According to the UNEDIC study, of the 600,000 ejected from the contributory scheme since the November 1982 decree came into force "one out of three are today without resources" (Liberation, 6 November 1984); that is. some 200.000. To this must be added a similar, or perhaps larger, proportion of the 600,000 or so whose application for unemployment benefit was rejected over the previous 12 months. At least 400,000 people reduced to complete destitution and dependence on charity — a fine achievement for a caring, reforming government such as Mitterrand's claimed to be!

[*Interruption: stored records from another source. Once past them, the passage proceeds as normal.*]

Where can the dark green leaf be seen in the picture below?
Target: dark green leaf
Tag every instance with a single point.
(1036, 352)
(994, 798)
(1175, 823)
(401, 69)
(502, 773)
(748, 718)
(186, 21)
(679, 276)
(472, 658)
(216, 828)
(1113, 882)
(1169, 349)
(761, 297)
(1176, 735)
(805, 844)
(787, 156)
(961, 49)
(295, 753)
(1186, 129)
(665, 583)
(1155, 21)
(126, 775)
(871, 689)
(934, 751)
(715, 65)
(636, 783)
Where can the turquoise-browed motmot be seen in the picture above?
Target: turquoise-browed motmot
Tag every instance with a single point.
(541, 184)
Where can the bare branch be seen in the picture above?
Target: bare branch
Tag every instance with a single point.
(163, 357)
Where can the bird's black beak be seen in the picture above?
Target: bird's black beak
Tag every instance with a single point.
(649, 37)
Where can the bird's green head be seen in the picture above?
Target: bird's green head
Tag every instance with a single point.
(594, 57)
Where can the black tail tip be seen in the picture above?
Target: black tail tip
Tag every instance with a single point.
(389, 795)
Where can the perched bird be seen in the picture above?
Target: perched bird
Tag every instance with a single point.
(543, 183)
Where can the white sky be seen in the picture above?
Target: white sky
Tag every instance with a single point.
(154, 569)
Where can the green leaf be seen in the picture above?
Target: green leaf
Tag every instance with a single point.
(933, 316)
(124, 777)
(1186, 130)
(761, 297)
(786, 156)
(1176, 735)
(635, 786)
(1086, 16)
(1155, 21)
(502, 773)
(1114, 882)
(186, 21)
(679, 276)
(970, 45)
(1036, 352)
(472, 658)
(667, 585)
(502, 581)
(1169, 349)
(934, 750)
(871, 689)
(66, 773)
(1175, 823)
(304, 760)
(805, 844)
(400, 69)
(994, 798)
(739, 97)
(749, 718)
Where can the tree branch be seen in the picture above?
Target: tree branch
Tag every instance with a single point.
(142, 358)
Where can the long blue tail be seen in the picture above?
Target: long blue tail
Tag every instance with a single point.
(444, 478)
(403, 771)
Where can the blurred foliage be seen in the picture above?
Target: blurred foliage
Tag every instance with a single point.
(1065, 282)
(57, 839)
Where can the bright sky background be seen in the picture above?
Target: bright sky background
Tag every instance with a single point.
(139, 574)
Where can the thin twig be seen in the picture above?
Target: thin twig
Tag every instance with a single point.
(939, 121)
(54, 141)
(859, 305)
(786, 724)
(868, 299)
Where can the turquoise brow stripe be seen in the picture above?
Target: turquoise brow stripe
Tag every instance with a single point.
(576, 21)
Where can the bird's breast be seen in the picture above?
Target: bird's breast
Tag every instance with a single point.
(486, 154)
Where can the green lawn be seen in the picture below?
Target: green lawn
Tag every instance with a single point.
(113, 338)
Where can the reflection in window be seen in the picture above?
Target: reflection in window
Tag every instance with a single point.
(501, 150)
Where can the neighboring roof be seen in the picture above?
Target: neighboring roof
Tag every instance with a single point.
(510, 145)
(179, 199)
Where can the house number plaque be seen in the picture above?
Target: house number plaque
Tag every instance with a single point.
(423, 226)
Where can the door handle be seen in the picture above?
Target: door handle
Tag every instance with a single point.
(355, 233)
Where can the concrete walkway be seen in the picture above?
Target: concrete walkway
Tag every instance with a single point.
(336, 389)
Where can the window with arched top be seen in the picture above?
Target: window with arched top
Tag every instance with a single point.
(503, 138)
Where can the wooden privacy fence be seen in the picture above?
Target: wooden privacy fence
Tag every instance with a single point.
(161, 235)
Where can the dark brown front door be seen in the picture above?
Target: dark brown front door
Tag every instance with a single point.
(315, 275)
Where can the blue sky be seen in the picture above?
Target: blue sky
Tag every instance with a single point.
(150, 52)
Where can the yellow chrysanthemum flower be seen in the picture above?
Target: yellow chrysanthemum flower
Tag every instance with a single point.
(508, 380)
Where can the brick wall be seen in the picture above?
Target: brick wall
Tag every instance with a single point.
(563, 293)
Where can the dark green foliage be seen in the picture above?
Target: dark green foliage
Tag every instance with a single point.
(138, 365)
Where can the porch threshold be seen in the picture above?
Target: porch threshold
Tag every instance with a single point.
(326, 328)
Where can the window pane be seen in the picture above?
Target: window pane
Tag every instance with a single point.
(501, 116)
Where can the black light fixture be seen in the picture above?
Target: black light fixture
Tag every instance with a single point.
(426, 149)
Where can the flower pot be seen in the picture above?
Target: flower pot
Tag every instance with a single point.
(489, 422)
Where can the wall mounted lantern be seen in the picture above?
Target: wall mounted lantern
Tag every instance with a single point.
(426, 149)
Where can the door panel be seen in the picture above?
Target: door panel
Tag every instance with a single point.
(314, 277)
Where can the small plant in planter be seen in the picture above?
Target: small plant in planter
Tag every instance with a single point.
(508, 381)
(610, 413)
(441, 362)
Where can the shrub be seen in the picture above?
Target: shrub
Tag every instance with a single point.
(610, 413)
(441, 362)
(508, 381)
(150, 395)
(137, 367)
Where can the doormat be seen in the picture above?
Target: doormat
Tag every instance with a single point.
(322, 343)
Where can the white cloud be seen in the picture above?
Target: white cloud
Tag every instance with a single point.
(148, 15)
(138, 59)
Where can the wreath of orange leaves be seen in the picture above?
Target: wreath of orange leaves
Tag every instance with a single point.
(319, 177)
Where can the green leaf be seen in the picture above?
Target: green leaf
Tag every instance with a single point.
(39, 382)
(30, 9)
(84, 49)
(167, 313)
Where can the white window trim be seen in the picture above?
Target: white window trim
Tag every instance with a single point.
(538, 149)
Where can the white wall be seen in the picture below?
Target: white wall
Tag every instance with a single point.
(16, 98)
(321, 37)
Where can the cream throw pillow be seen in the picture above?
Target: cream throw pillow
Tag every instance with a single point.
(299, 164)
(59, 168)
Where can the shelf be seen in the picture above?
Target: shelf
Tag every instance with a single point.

The appearance of these "new poor" has been highly embarrassing for the Mitterrand government which came to power on promises to improve workers' living standards rather than preside over the growth of destitution among the working class. In October last year they did announce a pathetic attempt to alleviate this problem, the main feature of which was to increase the wealth tax on the very rich to buy "surplus" food to give to the poor and to subsidise various charities operating in this field.

This appearance of the "new poor” represents not just a failure of the Mitterrand government to humanise capitalism for the workers but is even a direct consequence of measures they themselves took to cut back on the cost of the unemployment benefit scheme. Admittedly this was something forced on them by the logic of capitalism, but then resisting the logic of capitalism was one of the things they claimed to be able to do if they were elected to power.

We have consistently argued that this is not possible, at least not for any length of time. Any government of capitalism, whatever the intentions or background of its members, is sooner or later forced to apply the logic of capitalism. The growth of primary poverty in France is yet another proof of this.